A 60-minute lecture, processed to study materials in under four minutes.
intelliQ
University students spend 3–5 hours per lecture on work that adds no understanding: transcribing recordings by hand, extracting key concepts, building flashcard decks, writing practice questions. intelliQ's founders wanted to automate the entire pipeline — but doing it right meant solving hard infrastructure problems, not just calling a transcription API.
Cloud speech-to-text services are slow, expensive at scale, and send student audio to third-party servers. The platform needed a transcription engine fast enough to feel instant, accurate enough to handle accented lecture speech, and private enough that student data never left the infrastructure. That ruled out every major cloud ASR vendor.
Beyond transcription, the system had to be intelligent — not just produce a raw transcript, but structure it into hierarchical notes, generate flashcards, produce graded quizzes, and power a tutor that could answer follow-up questions grounded in the actual lecture content. And it all had to work reliably under concurrent load across a web app, a mobile app, and an admin control plane.
We deployed NVIDIA Parakeet — one of the fastest open ASR models available — on a dedicated GPU EC2 instance, wrapping it in a FastAPI service that accepts any audio or video file and returns a clean transcript via a single HTTP call. Parakeet processes a 60-minute lecture in approximately 2.5 minutes, running entirely within intelliQ's own AWS infrastructure. Student audio never touches a third-party transcription API.
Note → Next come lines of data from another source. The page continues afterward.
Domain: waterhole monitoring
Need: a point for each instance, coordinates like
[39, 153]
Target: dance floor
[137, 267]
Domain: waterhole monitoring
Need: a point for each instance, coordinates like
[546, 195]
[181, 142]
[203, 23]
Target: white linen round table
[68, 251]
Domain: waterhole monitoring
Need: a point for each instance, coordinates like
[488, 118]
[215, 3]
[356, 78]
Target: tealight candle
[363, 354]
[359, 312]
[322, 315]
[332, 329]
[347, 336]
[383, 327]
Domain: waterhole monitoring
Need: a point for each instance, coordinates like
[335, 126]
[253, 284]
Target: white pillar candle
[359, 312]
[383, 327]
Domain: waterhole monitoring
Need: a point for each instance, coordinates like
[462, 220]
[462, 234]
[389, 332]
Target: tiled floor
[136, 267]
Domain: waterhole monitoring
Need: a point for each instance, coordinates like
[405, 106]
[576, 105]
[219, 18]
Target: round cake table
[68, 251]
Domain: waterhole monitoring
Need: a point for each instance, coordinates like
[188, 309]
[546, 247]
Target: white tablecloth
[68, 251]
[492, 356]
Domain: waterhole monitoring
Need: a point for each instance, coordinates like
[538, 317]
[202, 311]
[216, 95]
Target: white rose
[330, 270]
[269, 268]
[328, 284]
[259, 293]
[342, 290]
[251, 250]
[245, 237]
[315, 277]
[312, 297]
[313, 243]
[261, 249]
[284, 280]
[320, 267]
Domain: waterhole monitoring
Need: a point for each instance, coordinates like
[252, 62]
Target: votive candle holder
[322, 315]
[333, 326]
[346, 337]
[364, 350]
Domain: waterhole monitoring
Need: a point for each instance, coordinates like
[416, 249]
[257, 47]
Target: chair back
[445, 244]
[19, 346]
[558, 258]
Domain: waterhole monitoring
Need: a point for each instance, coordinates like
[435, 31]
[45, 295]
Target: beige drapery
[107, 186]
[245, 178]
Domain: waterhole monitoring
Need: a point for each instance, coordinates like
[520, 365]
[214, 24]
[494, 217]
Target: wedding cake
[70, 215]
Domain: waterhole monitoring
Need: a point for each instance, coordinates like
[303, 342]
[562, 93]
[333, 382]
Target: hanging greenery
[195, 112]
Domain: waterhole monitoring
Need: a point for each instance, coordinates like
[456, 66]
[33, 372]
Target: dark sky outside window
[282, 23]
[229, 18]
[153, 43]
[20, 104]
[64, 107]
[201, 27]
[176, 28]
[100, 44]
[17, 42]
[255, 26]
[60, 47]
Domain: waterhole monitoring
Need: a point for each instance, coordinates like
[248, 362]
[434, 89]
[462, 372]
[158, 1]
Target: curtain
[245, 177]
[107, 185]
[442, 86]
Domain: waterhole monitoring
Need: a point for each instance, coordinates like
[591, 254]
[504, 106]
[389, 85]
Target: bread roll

Once a transcript exists, a Claude Sonnet pipeline takes over. A dedicated notes engine uses Claude's tool-use API to structure the raw transcript into hierarchical sections, extract definitions and key concepts, seed the spaced repetition flashcard deck (SM-2 algorithm), and generate a graded quiz. A separate recall-grading prompt evaluates student answers with a correct / partial / wrong verdict. Embeddings are computed locally via Ollama (mxbai-embed-large) and indexed in Pinecone for the AI tutor's evidence retrieval — so every tutor response cites the student's own lecture, not general knowledge.
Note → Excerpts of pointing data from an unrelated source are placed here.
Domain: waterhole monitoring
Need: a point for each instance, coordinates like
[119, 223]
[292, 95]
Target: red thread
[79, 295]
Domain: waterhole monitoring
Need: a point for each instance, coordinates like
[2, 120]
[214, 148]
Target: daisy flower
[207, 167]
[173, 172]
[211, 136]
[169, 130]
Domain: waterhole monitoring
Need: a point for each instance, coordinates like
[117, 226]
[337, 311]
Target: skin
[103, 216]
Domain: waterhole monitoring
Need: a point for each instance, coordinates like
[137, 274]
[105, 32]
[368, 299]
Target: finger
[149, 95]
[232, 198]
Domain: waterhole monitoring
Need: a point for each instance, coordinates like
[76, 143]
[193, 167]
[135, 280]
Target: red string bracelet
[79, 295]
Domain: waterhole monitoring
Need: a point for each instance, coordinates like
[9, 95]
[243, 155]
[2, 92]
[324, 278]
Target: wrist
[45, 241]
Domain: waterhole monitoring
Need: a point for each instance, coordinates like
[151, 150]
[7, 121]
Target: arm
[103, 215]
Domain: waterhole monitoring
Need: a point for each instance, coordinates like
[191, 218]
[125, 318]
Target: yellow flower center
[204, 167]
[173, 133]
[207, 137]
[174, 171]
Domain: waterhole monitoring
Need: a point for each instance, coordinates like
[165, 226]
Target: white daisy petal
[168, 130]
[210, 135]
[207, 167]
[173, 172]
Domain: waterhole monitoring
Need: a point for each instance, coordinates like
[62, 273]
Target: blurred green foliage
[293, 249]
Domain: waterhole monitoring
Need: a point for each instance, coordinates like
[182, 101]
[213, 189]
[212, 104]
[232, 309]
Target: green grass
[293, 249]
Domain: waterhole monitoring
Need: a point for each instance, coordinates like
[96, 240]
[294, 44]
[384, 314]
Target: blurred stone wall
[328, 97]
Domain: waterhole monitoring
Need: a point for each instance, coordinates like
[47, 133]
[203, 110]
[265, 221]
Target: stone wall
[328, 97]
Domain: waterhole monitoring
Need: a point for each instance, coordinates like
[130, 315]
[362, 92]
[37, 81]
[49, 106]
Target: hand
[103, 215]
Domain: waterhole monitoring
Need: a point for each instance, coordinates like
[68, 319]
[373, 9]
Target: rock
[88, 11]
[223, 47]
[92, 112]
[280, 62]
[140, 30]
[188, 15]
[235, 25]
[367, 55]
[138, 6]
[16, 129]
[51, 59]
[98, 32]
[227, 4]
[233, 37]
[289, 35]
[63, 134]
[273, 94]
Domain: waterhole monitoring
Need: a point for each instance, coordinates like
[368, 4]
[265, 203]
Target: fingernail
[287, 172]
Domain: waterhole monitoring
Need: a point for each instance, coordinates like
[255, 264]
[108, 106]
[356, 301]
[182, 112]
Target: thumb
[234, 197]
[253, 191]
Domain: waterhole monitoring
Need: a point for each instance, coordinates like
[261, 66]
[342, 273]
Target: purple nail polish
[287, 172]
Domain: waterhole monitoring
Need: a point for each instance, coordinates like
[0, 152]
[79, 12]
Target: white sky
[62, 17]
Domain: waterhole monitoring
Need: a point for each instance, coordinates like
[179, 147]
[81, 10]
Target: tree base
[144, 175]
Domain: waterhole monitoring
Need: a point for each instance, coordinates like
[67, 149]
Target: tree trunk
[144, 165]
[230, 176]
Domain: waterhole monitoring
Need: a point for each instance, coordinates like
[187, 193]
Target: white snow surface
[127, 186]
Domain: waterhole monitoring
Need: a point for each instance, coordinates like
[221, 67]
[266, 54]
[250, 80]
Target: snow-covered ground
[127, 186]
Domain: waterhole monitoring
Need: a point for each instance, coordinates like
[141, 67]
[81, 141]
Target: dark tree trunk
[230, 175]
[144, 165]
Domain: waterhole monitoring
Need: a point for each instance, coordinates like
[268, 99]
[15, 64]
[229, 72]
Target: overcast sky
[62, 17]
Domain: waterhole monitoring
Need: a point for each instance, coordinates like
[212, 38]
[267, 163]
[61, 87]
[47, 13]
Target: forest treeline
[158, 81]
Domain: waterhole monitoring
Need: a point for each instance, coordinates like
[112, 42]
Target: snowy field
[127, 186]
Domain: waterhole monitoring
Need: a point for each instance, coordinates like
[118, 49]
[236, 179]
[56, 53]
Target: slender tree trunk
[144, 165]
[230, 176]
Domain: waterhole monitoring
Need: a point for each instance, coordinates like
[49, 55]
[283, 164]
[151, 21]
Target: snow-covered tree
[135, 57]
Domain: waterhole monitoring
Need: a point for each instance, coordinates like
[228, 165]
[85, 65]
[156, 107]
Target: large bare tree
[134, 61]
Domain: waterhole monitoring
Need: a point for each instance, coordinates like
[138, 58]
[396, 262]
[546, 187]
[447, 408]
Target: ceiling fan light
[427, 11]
The processing pipeline runs on BullMQ across six Redis-backed queues: audio merge, transcription, post-processing, notes indexing, preprocessing test, and a dead-letter queue for failed jobs. A worker process on EC2 picks up transcription jobs, calls the Parakeet service, and posts results back to the web API via a shared secret. Students see live progress via Server-Sent Events — uploading → processing → transcribing → structuring → saving → complete — with partial transcripts appearing in the UI as chunks finish. We measured this end-to-end pipeline in production Redis logs: a real university lecture completed in 3 minutes 58 seconds from job start to done.